Jean-François Boisvert
 

Jean-François Boisvert

Auteur et porte-parole de la Coalition Objectif 22

«Nous devons nous attaquer une fois pour toutes à l'injustice engendrée par un système qui privatise les gains et socialise les pertes.»

Ces paroles n'ont pas été prononcées par Léopold Lauzon ni par un représentant de Québec solidaire, mais par Mark Carney, gouverneur de la Banque du Canada, jeudi dernier lors d'une allocution devant les membres du Cercle canadien.

M. Carney dénonçait les institutions financières que la trop grande avidité pousse à des comportements risqués, qui finissent par provoquer des crises; les gouvernements doivent alors intervenir, en injectant des fonds énormes (700 milliards de dollars aux États-Unis suite à la débâcle de 2008) pour sauver le système économique.

Le gouverneur de la Banque du Canada ajoutait que «En plus du coût public des sauvetages, il faut tenir compte de la subvention implicite, qui est moins transparente et qui perdure.» En effet, profitant du soutien direct et des garanties offerts par les gouvernements, les grandes banques bénéficient de coûts d'emprunt plus faibles. Ainsi, selon une récente étude du Fond monétaire international, les 20 grandes banques mondiales ont, grâce à ce support, économisé 70 milliards par année avant la crise, soit l'équivalent de 20% de leurs bénéfices. Se sachant «protégées» en cas de catastrophe, les banques seraient également portées à prendre plus de risques.

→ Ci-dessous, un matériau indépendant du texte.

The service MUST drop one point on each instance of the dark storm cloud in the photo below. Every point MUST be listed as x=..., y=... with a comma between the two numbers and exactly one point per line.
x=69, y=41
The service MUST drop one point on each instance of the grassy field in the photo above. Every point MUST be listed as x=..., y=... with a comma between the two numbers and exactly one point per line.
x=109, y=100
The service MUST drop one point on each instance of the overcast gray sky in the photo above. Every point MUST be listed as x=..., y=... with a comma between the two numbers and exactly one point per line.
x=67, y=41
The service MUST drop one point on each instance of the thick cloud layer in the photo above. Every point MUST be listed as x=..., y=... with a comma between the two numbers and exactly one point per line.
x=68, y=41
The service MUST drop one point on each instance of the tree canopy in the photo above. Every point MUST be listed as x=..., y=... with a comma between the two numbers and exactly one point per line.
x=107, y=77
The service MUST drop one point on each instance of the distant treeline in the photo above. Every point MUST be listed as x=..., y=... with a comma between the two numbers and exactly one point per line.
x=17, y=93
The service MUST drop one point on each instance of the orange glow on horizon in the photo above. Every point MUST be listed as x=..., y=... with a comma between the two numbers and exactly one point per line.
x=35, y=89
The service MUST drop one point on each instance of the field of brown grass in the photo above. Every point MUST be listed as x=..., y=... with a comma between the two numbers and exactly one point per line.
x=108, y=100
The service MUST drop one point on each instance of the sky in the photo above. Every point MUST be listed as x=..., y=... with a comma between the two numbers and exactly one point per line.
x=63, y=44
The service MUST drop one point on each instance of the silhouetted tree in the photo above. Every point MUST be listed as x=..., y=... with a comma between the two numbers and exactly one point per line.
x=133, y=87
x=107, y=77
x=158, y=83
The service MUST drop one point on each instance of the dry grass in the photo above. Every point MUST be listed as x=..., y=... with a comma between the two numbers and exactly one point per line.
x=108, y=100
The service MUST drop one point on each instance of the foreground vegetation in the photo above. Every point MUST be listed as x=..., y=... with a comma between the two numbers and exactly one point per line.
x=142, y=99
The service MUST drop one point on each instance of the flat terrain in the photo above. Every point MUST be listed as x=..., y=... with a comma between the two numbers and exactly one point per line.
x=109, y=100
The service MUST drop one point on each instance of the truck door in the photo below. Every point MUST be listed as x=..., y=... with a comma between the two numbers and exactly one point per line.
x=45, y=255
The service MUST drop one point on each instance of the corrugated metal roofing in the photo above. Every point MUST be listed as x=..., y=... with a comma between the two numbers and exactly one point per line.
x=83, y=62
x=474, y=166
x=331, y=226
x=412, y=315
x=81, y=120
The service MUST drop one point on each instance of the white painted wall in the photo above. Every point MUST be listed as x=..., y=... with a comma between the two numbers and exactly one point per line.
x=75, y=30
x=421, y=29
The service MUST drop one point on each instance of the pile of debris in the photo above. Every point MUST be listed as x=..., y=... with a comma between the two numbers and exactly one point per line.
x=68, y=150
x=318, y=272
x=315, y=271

N'y a-t-il pas quelque chose de scandaleux dans la duplicité des banquiers? Lorsque les choses vont bien et que les banques font de l'argent, ils prétendent que c'est grâce à eux. Pour se récompenser, ils s'octroient sans gêne de généreux bonis. Par exemple, en 2011, les six grandes banques canadiennes ont versé 9,47 milliards de dollars en primes et bonis à leurs dirigeants et cadres (La Presse, 8 décembre 2011), pactoles s'ajoutant à leurs salaires déjà stratosphériques. Par contre, lorsque les choses vont moins bien, alors ce n'est pas de leur faute mais plutôt celle des marchés, de la «conjoncture» ou quelque autre obscure raison. En assistés sociaux de luxe, ils s'empressent d'implorer l'aide des gouvernements, s'adonnant à un honteux chantage: si nous tombons, ce sera tout le système qui s'écroulera. Vous n'avez ainsi pas le choix de nous renflouer...

Les chantres du libéralisme serinent qu'il faut laisser librement agir les forces du marché. Si c'est cela, il faut alors se plier aux règles du jeu en toutes circonstances. Car, rappelons-le à ceux qui veulent l'oublier lorsque cela fait leur affaire, si le capitalisme récompense (parfois) le risque, il punit aussi, et sans pitié, l'échec.

** Précisons: par l'acronyme b.s., je ne désigne pas les assistés sociaux, trop souvent pris pour cible par certains chroniqueurs, mais plutôt les banques subventionnées.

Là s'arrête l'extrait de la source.